From: Mark Brown <broonie@kernel.org>

[ Upstream commit cf6c18cf83e48986ac40a053d09d3c33624135f6 ]

There are a number of mechanisms, including the userspace accessible
timestamp and buffer availability ioctl()s, which allow us to trigger
a timestamp update on a stream before it has been configured.
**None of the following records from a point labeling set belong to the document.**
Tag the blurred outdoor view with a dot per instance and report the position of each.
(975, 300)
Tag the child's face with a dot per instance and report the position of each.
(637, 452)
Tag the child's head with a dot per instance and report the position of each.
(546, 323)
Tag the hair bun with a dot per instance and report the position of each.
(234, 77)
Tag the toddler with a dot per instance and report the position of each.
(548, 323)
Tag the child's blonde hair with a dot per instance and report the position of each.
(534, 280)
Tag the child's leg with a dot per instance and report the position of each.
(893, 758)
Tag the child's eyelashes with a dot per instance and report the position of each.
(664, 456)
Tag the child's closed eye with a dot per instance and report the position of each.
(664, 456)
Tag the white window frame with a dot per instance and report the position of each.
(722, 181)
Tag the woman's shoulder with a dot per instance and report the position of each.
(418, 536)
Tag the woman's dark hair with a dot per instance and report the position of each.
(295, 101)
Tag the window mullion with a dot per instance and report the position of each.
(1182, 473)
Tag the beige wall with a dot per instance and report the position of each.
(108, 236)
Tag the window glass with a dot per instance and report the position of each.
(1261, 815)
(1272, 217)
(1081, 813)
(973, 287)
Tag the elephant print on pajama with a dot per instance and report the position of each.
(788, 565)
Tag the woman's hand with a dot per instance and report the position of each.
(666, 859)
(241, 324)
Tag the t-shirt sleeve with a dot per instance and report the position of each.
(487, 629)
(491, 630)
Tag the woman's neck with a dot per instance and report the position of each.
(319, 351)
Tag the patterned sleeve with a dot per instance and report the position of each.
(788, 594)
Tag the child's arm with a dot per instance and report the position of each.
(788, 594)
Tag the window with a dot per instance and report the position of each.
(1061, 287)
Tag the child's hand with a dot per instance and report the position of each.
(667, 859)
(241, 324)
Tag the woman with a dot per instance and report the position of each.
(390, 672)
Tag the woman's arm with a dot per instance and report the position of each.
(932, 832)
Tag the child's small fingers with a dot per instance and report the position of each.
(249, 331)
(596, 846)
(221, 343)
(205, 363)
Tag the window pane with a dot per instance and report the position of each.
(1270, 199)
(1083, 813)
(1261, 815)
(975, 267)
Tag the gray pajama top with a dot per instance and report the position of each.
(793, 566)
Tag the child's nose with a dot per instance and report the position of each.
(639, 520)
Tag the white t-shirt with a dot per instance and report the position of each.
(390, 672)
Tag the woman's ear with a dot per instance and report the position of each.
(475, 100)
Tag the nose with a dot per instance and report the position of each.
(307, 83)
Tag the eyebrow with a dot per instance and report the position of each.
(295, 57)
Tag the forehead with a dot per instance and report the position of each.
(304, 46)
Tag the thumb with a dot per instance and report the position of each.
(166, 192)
Since
drivers might rely on stream configuration for reporting of pcm_io_frames,
including potentially doing a division by the number of channels, and
these operations are not meaningful for an unconfigured stream reject
attempts to read timestamps before any configuration is done.

Signed-off-by: Mark Brown <broonie@kernel.org>
Acked-by: Vinod Koul <vkoul@kernel.org>
Signed-off-by: Takashi Iwai <tiwai@suse.de>
Link: https://patch.msgid.link/20260401-alsa-unconfigured-tstamp-v1-1-694c2cb5f71d@kernel.org
Signed-off-by: Sasha Levin <sashal@kernel.org>
---

LLM Generated explanations, may be completely bogus:

This confirms: `snd_compr_ioctl_avail` calls `snd_compr_calc_avail`
(line 267) which calls `snd_compr_update_tstamp` **before** the state
check at line 275. So even the AVAIL ioctl triggers the `->pointer()`
callback before checking state. The fix in `snd_compr_update_tstamp`
itself properly guards *both* paths (TSTAMP and AVAIL).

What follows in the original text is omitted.